- Interactive map of Consumers
- Country: United States
- State: Utah
- County: Carbon
- Founded: c. 1921
- Abandoned: 1950
- Named for: Consumers Coal Company
- Elevation: 8,101 ft (2,469 m)
- GNIS feature ID: 1451217

= Consumers, Utah =

Consumers is a ghost town in Carbon County, Utah, United States. It is located in the Gordon Valley near several other former coal mining communities that also are now ghost towns. It is less than a mile from the ghost town of National, and also quite near to Clear Creek.

==History==

Coal was discovered in the area in 1908, but large-scale mining did not begin until the 1920s. The settlement was originally named Gibson, after Arthur E. Gibson who secured almost 1,500 acres of land sometime before 1920. During the winter of 1921–22, Gibson began to develop a seam of coal, hiring labor to work the mine. By 1924, the Consumers Mutual Coal Company was formed; the town that was originally called Gibson changed its name to Consumers. The Consumers Mine was the first in Utah to use conveyor belts to haul the coal, rather than mine cars. In September, 1927, the company was sold to the Blue Blaze Coal Company.

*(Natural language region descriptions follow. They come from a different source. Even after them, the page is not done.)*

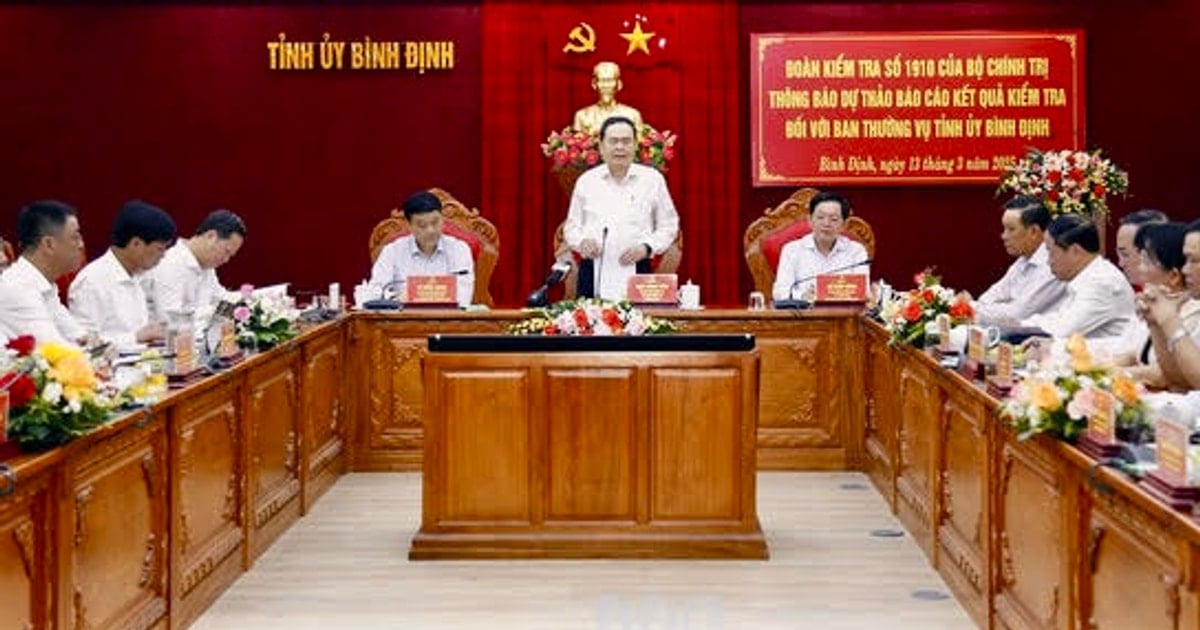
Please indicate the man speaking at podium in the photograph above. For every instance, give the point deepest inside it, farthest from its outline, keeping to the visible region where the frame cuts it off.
(621, 215)
(425, 251)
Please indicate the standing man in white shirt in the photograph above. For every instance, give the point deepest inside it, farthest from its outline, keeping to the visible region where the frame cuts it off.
(621, 215)
(425, 251)
(1029, 287)
(825, 250)
(107, 298)
(185, 281)
(52, 245)
(1099, 301)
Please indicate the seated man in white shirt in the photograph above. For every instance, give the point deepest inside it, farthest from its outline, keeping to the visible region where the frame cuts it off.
(29, 301)
(1027, 287)
(185, 281)
(1128, 253)
(621, 215)
(107, 298)
(1099, 300)
(825, 250)
(425, 251)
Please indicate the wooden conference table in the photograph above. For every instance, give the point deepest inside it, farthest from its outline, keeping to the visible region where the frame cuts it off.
(144, 523)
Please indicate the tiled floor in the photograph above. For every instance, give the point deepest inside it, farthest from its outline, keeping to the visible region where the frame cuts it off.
(345, 565)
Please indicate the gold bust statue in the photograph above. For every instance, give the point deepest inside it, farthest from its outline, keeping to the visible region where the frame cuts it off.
(605, 81)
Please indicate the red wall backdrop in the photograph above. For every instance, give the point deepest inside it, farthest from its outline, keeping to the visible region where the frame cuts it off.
(1134, 52)
(178, 106)
(175, 105)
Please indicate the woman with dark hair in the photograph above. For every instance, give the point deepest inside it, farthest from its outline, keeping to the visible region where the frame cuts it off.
(1161, 267)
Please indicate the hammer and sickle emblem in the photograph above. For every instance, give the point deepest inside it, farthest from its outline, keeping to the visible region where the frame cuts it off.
(579, 42)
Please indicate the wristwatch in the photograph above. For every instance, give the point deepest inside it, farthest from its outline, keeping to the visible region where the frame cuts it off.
(1173, 342)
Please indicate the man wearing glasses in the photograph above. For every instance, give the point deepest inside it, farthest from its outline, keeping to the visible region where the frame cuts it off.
(621, 215)
(821, 251)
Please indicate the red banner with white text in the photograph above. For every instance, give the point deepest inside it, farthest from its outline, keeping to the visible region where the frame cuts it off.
(918, 108)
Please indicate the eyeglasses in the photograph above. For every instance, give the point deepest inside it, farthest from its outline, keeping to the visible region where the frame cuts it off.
(618, 142)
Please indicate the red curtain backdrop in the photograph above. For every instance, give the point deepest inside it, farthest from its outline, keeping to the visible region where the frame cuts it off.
(177, 106)
(687, 84)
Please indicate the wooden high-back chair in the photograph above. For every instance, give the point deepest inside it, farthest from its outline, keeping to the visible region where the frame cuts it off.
(462, 223)
(766, 237)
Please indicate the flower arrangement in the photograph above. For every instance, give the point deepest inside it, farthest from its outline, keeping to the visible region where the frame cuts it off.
(263, 322)
(53, 394)
(1060, 397)
(592, 317)
(1067, 181)
(575, 149)
(907, 315)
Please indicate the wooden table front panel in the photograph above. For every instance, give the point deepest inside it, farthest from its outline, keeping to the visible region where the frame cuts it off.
(324, 424)
(27, 597)
(917, 451)
(385, 354)
(273, 430)
(589, 455)
(964, 517)
(208, 513)
(1036, 511)
(1133, 570)
(114, 544)
(882, 415)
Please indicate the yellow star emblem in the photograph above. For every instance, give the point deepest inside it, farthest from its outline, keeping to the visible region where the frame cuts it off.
(637, 40)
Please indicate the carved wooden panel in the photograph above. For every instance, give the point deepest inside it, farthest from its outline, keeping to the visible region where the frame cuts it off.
(1132, 575)
(591, 438)
(117, 539)
(485, 459)
(27, 574)
(917, 450)
(324, 424)
(1032, 570)
(207, 499)
(801, 403)
(274, 450)
(695, 441)
(881, 415)
(963, 523)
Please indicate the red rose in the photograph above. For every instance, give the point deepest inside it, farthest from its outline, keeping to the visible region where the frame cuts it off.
(961, 311)
(24, 345)
(21, 388)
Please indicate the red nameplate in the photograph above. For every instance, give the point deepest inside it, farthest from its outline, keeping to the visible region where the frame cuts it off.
(841, 288)
(431, 291)
(653, 288)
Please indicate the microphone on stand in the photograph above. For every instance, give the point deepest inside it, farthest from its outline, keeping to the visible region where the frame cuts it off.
(804, 304)
(604, 240)
(557, 273)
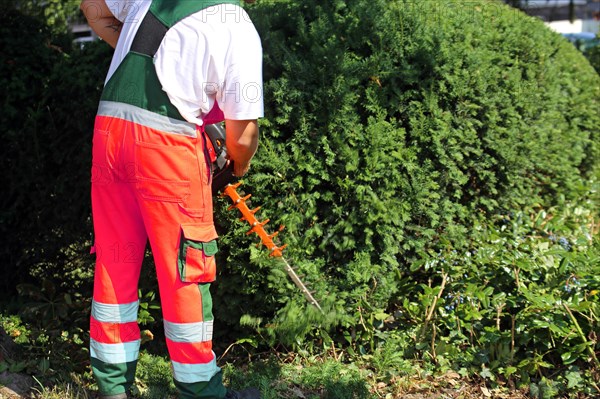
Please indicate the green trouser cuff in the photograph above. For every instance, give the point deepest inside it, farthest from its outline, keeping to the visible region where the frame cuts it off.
(113, 379)
(212, 389)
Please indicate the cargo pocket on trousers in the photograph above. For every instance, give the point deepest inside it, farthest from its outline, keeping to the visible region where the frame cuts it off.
(197, 250)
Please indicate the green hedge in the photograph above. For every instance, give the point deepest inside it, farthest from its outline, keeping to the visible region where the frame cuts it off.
(393, 132)
(50, 95)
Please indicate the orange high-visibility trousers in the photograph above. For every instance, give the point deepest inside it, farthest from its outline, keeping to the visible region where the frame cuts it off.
(151, 182)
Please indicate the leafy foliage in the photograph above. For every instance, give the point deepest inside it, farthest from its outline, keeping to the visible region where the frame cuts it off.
(426, 158)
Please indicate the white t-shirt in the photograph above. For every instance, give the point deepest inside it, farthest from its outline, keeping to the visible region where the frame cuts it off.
(214, 54)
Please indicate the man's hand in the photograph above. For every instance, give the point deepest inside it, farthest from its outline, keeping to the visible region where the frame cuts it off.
(102, 21)
(241, 139)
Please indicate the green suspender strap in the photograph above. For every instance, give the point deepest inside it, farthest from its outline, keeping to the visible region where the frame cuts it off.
(135, 81)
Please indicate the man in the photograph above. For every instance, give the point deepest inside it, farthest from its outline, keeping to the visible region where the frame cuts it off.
(178, 66)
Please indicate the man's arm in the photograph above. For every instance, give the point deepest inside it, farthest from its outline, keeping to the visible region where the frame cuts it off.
(101, 20)
(241, 141)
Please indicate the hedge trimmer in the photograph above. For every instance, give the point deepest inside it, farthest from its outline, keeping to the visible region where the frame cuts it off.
(224, 183)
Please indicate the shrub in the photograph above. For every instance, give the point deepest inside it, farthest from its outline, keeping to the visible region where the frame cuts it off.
(391, 128)
(51, 94)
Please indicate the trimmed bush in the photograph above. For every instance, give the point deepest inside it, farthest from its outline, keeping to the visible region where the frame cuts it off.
(390, 129)
(50, 96)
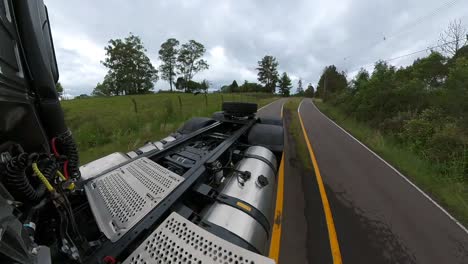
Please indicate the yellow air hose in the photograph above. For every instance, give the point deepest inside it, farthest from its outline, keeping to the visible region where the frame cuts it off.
(41, 176)
(71, 186)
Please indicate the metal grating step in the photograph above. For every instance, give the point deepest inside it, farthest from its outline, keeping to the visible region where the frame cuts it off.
(177, 240)
(122, 197)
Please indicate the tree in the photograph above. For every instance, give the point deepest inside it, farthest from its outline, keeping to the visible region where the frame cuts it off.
(234, 87)
(250, 87)
(453, 38)
(331, 82)
(268, 73)
(59, 89)
(204, 86)
(309, 92)
(180, 83)
(300, 89)
(168, 56)
(130, 70)
(189, 60)
(284, 84)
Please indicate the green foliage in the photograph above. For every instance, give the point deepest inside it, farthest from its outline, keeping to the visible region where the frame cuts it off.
(248, 87)
(204, 86)
(422, 107)
(268, 73)
(447, 181)
(130, 70)
(300, 89)
(285, 84)
(168, 56)
(189, 59)
(331, 82)
(59, 89)
(234, 87)
(309, 92)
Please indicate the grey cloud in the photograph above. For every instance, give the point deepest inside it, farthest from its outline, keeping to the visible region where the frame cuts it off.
(304, 35)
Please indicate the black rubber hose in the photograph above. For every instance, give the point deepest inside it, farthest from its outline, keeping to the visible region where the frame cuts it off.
(70, 150)
(17, 182)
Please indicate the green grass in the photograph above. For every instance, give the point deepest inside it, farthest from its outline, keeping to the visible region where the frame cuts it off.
(295, 130)
(121, 123)
(451, 194)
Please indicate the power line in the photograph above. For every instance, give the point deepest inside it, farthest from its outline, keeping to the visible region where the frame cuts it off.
(407, 55)
(422, 18)
(412, 24)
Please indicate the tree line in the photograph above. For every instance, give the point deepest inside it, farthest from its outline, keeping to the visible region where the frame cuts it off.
(130, 70)
(269, 81)
(423, 106)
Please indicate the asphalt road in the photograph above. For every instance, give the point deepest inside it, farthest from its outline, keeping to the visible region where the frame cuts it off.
(273, 109)
(379, 217)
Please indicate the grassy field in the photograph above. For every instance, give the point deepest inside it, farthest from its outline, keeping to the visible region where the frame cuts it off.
(450, 193)
(121, 123)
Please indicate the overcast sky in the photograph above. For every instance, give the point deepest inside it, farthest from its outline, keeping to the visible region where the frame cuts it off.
(304, 36)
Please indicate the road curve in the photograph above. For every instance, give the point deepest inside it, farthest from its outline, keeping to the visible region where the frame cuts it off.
(379, 217)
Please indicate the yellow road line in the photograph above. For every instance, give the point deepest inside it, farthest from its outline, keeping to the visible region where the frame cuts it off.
(335, 248)
(276, 232)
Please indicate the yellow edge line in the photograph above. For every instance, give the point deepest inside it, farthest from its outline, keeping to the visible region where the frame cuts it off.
(276, 232)
(335, 248)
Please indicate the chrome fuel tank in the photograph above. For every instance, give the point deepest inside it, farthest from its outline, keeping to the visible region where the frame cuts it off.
(257, 191)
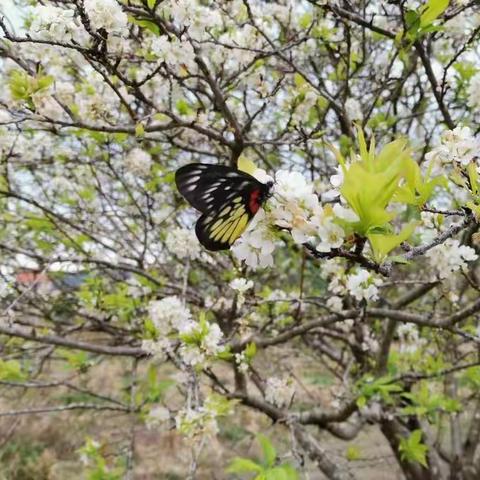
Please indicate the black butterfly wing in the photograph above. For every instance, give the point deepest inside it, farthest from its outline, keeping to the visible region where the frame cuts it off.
(219, 230)
(228, 199)
(208, 187)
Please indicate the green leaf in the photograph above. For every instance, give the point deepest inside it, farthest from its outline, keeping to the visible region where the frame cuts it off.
(139, 130)
(412, 449)
(183, 107)
(433, 9)
(383, 244)
(11, 370)
(243, 465)
(269, 452)
(250, 351)
(299, 80)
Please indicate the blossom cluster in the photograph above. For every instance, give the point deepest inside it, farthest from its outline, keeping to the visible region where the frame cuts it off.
(200, 340)
(294, 207)
(358, 282)
(279, 391)
(458, 146)
(450, 257)
(182, 243)
(202, 420)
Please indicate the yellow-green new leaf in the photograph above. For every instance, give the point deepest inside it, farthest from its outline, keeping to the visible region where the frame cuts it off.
(434, 8)
(383, 244)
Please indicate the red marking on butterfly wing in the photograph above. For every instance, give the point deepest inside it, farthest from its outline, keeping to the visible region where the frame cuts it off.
(253, 202)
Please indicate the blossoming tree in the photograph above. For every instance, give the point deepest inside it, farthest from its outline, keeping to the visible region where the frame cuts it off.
(349, 305)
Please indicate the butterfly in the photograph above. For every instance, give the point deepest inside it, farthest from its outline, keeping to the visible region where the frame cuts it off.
(227, 198)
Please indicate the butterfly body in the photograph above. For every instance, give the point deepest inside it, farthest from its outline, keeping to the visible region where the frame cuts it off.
(227, 198)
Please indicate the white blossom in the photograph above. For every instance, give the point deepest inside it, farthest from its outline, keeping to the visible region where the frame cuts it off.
(335, 303)
(410, 340)
(293, 205)
(450, 257)
(241, 285)
(279, 391)
(107, 14)
(362, 285)
(195, 353)
(158, 416)
(183, 243)
(168, 314)
(344, 213)
(138, 162)
(53, 23)
(457, 145)
(329, 233)
(353, 109)
(193, 422)
(242, 362)
(473, 92)
(255, 246)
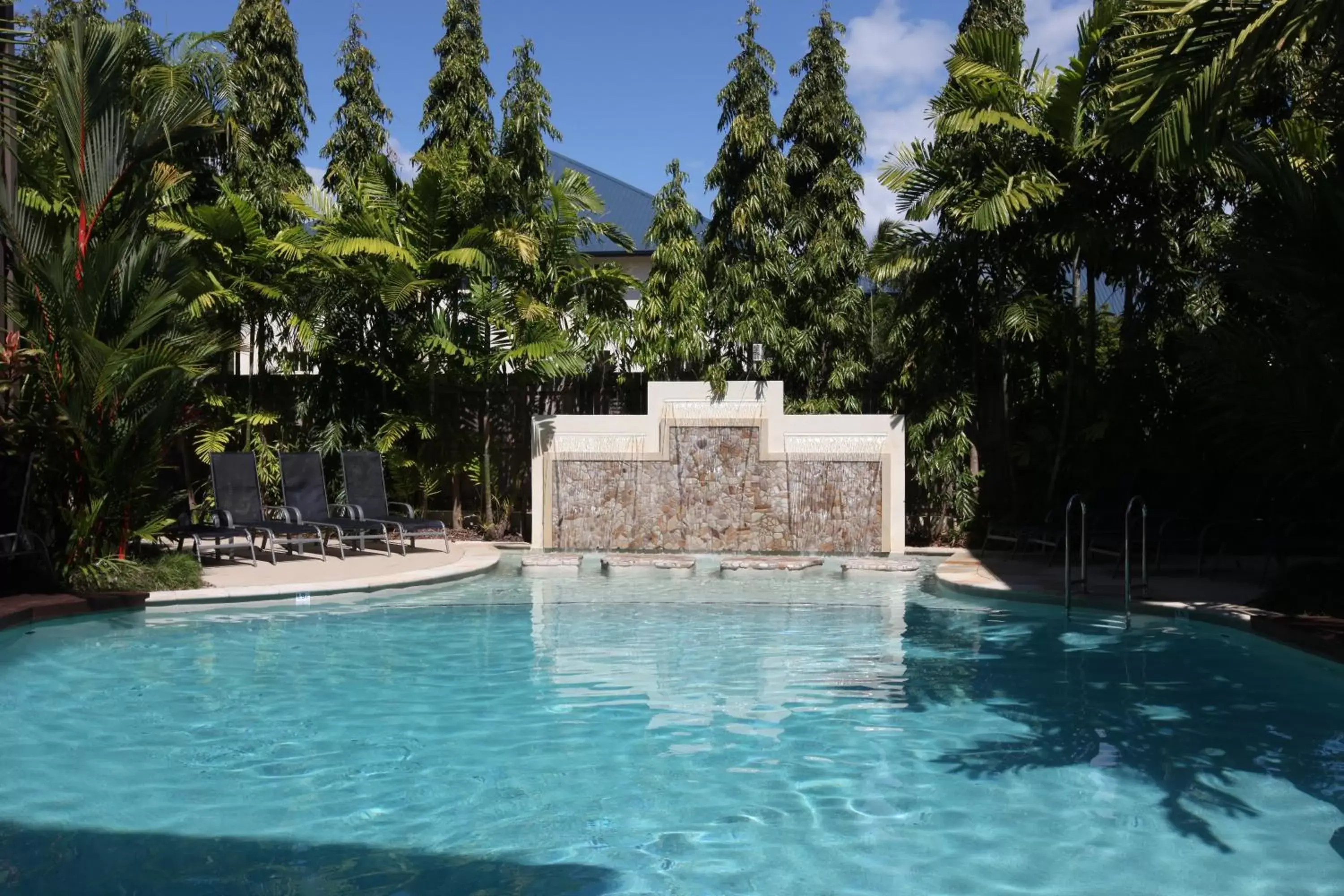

The town shared a post office, school house, hospital and amusement hall with the nearby towns of National and Sweet. Consumers had its own store and a central well.

The mine closed in February 1938, although it reopened in October 1939 under new ownership. Sometime in the 1940s, the Hudson Coal Company took ownership of all the coal mining operations in the Gordon Valley area. Modern mining operations continue in the area today, but Consumers itself was abandoned by the end of the 1940s. All that remains today are a few decaying buildings and foundations.